El Barça ya está en la final del Mundial de Clubes. El grupo azulgrana ha solventado por la vía rápida el peaje que le separaba del partido decisivo. Ante un inocente América mexicano. Ahora, sólo le queda un paso. El Internacional de Porto Alegre espera en el duelo del domingo.
El inquietante jet lag ha quedado a un lado cuando ha arrancado el partido. Y eso que la fuerte lluvia sobre Yokohama auguraba, si cabe, un duelo más físico de lo que al final ha resultado.

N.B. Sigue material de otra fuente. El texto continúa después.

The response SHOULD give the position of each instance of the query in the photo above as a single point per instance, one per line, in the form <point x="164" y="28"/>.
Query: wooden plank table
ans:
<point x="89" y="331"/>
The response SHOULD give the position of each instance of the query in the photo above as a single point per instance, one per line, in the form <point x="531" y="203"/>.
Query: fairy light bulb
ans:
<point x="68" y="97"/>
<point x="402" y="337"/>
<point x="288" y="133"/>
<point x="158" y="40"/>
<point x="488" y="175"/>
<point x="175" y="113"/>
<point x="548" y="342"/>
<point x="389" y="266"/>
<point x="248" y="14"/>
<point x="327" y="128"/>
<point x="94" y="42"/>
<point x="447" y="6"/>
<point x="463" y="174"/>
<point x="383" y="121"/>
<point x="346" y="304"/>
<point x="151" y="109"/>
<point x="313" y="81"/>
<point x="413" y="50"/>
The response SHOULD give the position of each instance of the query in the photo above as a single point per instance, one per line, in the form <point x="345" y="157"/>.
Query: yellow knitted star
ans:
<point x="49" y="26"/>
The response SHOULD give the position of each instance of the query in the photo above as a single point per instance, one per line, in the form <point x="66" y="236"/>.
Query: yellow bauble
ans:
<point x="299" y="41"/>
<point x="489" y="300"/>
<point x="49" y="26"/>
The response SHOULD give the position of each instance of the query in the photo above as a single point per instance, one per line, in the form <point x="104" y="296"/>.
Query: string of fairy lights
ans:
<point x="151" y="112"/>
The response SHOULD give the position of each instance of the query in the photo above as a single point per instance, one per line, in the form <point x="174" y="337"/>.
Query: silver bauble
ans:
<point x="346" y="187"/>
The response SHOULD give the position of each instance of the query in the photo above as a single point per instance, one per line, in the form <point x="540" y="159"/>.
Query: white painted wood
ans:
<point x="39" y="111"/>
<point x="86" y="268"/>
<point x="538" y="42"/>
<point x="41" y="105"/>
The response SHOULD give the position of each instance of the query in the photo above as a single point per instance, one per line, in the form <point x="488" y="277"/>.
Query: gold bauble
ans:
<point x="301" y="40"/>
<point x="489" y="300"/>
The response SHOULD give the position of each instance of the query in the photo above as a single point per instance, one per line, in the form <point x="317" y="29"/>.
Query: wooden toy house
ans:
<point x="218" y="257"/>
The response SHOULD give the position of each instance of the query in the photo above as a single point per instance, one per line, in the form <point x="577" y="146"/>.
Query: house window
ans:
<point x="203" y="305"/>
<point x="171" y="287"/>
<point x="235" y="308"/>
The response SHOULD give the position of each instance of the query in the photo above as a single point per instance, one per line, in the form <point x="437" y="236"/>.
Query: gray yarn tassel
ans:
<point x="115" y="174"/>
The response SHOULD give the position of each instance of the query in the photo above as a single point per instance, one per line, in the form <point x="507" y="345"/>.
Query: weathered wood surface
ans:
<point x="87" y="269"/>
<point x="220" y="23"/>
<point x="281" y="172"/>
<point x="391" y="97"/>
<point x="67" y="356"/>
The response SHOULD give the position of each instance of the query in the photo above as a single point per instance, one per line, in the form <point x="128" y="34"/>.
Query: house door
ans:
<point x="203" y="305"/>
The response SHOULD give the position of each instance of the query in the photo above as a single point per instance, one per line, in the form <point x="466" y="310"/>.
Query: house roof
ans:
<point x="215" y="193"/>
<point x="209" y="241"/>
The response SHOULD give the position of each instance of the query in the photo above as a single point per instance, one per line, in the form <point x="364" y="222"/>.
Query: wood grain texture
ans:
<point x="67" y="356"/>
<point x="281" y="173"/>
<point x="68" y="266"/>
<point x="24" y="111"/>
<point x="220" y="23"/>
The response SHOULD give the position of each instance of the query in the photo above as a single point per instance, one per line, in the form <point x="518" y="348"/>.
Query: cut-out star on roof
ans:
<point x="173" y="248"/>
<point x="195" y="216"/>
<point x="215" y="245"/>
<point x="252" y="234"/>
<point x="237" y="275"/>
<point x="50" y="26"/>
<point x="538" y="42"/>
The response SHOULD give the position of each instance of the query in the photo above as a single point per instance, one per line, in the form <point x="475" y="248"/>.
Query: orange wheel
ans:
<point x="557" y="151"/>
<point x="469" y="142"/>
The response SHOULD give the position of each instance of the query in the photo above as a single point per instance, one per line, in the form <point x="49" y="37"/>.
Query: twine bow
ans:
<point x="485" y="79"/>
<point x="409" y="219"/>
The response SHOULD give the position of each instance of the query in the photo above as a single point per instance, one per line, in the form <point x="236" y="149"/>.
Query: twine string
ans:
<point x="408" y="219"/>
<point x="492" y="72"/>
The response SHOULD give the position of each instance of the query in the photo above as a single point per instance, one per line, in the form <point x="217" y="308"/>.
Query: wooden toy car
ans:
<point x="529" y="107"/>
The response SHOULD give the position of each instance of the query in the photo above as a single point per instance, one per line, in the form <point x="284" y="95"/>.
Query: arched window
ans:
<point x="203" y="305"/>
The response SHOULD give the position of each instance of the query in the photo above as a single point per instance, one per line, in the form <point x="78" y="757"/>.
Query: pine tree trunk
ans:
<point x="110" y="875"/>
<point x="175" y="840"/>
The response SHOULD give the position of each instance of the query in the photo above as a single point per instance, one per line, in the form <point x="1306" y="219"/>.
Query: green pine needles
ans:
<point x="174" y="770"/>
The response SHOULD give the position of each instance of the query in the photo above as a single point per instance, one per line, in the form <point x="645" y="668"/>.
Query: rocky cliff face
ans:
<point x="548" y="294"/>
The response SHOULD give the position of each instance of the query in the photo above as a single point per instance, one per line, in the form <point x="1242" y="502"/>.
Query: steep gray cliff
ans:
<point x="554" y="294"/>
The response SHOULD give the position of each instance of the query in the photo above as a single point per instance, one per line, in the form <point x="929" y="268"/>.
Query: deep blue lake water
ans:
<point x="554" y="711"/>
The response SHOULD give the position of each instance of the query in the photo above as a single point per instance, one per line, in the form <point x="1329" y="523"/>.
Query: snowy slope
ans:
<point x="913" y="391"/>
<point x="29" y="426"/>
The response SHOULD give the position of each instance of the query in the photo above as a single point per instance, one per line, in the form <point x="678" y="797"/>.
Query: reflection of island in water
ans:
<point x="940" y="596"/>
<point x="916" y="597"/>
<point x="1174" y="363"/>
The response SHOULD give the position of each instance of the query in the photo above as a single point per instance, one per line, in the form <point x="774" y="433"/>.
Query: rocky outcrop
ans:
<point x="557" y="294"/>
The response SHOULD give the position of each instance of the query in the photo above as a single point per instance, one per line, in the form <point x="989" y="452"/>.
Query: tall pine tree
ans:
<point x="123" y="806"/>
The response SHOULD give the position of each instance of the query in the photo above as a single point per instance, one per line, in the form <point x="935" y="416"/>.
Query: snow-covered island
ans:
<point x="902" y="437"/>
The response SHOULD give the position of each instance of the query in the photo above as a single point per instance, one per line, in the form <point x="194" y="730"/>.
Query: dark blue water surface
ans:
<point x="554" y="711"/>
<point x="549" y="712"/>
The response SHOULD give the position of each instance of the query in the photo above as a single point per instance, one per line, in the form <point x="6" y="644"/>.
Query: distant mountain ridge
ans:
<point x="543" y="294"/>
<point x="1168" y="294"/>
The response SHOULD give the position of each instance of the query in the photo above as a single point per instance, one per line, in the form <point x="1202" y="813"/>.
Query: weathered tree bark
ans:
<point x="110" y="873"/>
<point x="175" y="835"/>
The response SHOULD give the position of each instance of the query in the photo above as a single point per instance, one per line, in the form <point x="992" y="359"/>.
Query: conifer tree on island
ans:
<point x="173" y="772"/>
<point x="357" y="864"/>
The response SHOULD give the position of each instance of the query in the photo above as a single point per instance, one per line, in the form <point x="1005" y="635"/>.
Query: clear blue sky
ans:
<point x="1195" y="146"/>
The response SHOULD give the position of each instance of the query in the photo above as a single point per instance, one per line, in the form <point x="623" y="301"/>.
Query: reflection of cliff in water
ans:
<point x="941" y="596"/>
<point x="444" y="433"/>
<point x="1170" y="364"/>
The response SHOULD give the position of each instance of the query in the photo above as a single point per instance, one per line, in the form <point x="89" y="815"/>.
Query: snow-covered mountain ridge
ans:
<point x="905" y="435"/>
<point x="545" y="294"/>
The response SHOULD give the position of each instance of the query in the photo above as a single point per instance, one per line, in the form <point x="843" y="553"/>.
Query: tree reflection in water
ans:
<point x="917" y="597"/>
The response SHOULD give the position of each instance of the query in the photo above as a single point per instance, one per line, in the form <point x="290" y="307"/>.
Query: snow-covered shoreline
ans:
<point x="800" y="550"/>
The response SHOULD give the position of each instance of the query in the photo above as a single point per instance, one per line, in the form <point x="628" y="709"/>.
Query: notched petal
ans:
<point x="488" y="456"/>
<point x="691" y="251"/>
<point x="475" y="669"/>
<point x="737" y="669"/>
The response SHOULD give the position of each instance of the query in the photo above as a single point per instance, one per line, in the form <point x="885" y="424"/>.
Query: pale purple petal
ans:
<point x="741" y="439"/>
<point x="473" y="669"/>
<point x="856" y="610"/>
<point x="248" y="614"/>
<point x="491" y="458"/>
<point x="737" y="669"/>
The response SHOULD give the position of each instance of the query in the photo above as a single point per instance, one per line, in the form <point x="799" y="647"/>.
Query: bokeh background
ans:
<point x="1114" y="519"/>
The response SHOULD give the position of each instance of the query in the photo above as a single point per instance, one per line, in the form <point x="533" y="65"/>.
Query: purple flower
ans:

Gudjohnsen, a los 10 minutos, ha abierto el camino del triunfo. El islandés ha culminado una bella jugada en la que Deco, Ronaldinho (con la espuela) e Iniesta han conectado con pases verticales hasta servir al delantero.
Bien posicionado, con suficiencia y marcando siempre el ritmo, el Barça ha mostrado su inmensa superioridad.
No ha sido el América un rival al altura de lo que se le supone a esta competición. Blando, lento en la circulación y sin mordiente. El Piojo no ha inquietado más que en una ocasión a los cinco minutos.
El tempranero gol le ha dado confianza a un Barça que ha aprendido a la perfección a administrar y dosificar sus rentas. Deco, genial en la contención y en el ataque, ha servido el córner que ha rematado a gol el mexicano Márquez a la media hora de partido.
Ronaldinho, de quien aseguran que no duerme por las noches, y Deco, con un potente disparo desde fuera del área, han sentenciado.
El brasileño no quería ser menos el día que volvía al escenario que le encumbró con su selección en el Mundial de 2002. Al final, exhibición. Goleada. 0-4. Y a dormir.